This project explores Image Features and Matching, a fundamental area in computer vision. It involves keypoint detection and feature matching using SIFT and SURF to assess their robustness against transformations such as rotation and scaling.
-
Repeatability Analysis: Measure and compare the robustness of SIFT and SURF detectors against:
- Rotation: Vary the angle from 0 to 360 degrees in increments of 15 degrees.

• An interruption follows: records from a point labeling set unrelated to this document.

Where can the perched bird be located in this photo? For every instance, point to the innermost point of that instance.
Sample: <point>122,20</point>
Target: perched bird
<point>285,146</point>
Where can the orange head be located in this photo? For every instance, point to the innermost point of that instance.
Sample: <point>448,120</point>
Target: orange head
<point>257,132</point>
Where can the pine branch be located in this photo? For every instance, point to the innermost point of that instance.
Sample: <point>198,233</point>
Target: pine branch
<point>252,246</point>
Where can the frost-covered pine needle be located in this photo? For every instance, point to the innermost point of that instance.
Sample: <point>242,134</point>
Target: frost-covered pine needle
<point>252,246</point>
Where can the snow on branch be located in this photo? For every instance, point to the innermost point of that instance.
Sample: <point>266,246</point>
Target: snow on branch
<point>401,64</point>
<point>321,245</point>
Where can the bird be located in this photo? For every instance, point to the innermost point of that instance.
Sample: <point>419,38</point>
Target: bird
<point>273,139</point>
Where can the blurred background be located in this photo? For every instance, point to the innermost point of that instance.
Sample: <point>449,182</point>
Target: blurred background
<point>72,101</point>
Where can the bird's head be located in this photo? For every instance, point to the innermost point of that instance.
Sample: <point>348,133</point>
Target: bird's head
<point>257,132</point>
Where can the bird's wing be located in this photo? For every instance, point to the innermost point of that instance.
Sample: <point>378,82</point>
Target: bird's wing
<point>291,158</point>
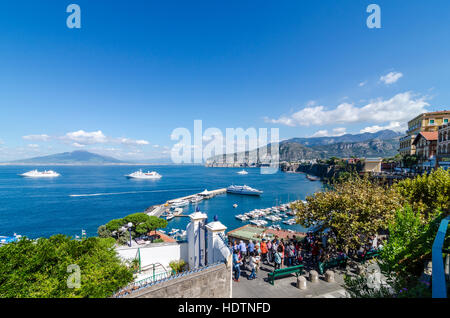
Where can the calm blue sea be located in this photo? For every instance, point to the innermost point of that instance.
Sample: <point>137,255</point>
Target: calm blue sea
<point>44,207</point>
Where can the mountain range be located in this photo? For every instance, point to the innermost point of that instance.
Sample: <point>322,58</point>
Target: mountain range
<point>380,144</point>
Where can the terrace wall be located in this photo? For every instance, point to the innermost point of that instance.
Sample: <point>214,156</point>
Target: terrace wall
<point>211,282</point>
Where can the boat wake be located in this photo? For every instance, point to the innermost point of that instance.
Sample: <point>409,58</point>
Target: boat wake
<point>129,192</point>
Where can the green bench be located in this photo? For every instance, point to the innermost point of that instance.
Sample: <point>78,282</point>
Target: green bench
<point>298,269</point>
<point>369,255</point>
<point>334,262</point>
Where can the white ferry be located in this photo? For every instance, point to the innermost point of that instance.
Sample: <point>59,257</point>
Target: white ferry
<point>177,211</point>
<point>179,203</point>
<point>196,199</point>
<point>144,175</point>
<point>259,222</point>
<point>243,190</point>
<point>40,174</point>
<point>241,217</point>
<point>173,231</point>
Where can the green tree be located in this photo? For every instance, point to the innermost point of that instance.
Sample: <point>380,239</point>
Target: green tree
<point>427,193</point>
<point>40,268</point>
<point>178,266</point>
<point>115,224</point>
<point>354,209</point>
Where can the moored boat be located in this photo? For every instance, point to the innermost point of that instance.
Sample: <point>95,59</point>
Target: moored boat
<point>40,174</point>
<point>246,190</point>
<point>144,175</point>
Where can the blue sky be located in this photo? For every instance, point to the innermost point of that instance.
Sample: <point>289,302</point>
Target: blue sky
<point>136,70</point>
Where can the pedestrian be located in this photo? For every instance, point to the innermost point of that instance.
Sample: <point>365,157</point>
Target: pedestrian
<point>269,251</point>
<point>236,265</point>
<point>277,258</point>
<point>264,251</point>
<point>291,254</point>
<point>243,249</point>
<point>251,247</point>
<point>253,263</point>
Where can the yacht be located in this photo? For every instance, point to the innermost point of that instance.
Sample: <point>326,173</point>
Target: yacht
<point>312,178</point>
<point>241,217</point>
<point>258,222</point>
<point>179,203</point>
<point>173,231</point>
<point>144,175</point>
<point>243,190</point>
<point>40,174</point>
<point>196,199</point>
<point>177,211</point>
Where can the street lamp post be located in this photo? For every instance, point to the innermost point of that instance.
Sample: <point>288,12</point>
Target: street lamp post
<point>129,229</point>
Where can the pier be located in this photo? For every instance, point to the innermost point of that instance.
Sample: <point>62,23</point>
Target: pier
<point>158,210</point>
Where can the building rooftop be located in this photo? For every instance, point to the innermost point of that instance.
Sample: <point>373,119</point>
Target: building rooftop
<point>256,233</point>
<point>428,135</point>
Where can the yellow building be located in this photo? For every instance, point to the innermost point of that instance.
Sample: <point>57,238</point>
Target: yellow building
<point>426,122</point>
<point>372,165</point>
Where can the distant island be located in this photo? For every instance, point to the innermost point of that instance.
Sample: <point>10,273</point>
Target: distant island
<point>81,157</point>
<point>384,143</point>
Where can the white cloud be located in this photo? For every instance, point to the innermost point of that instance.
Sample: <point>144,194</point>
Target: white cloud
<point>128,141</point>
<point>85,138</point>
<point>82,138</point>
<point>334,133</point>
<point>42,137</point>
<point>401,107</point>
<point>391,77</point>
<point>393,125</point>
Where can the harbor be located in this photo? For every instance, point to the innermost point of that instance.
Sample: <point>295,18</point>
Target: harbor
<point>175,208</point>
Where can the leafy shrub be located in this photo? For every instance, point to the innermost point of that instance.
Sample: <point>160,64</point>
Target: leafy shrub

- Scaling: Modify the image using scaling factors from 1.0 to 1.2^8.
-
Image Feature Matching: Implement and analyze three feature matching algorithms:
- Fixed Threshold Matching
- Nearest Neighbor Matching
- Nearest Neighbor Distance Ratio Matching
This project focuses on building a Visual Search System that recognizes building objects using SIFT descriptors and vocabulary trees. The visual search system retrieves the objects that are most similar to the query object by using TF-IDF (Term Frequency-Inverse Document Frequency) scoring for retrieval.
Image Feature Extraction
- Extract thousands of SIFT features from database images and query images.
- Index features according to the object number and report the average number of features extracted.
Vocabulary Tree Construction
- Hierarchical k-means Algorithm: Use the hierarchical k-means algorithm to build the vocabulary tree, with control over:
- Branch Number (b): The number of branches each node has.
- Tree Depth: The number of levels in the tree.
- Store necessary information in tree nodes, including data needed for querying by SIFT features and TF-IDF information in the leaf nodes.
- Function used: hi_kmeans(data, b, depth) to generate the vocabulary tree, where:
- data holds SIFT features from the database objects.
- b is the branch number for each level.
- depth is the number of levels.
Querying
- Use the constructed vocabulary tree to send descriptors of each query object and rank the database objects based on TF-IDF scores.
- Test with 50 query objects and calculate the average recall rate:
- Recall is object-based: It is either 0 or 1 per object.
- Experiment with different vocabulary tree configurations:
- Settings: b = 4, depth = 3, b = 4, depth = 5, b = 5, depth = 7.
- Report average top-1 and top-5 recall rates for each setting.
- Further experiments using the b = 5, depth = 7 tree:
- Query with reduced numbers of query features (90%, 70%, or 50%).
- Report the average top-1 and top-5 recall rates.
In this project, a three-layer convolutional neural network is constructed and trained for image recognition. Various parameters of both the network structure and the training process are then adjusted. Based on performance evaluations, the preferred configuration includes filters of sizes [64,128,256], convolution kernels of [7x7,5x5,3x3], Leaky ReLU activation, dropout, batch normalization, and no additional fully connected layer. Experiments also reveal that higher learning rates yield higher recall in the early stages of training, and data shuffling slightly increases the final recall rate.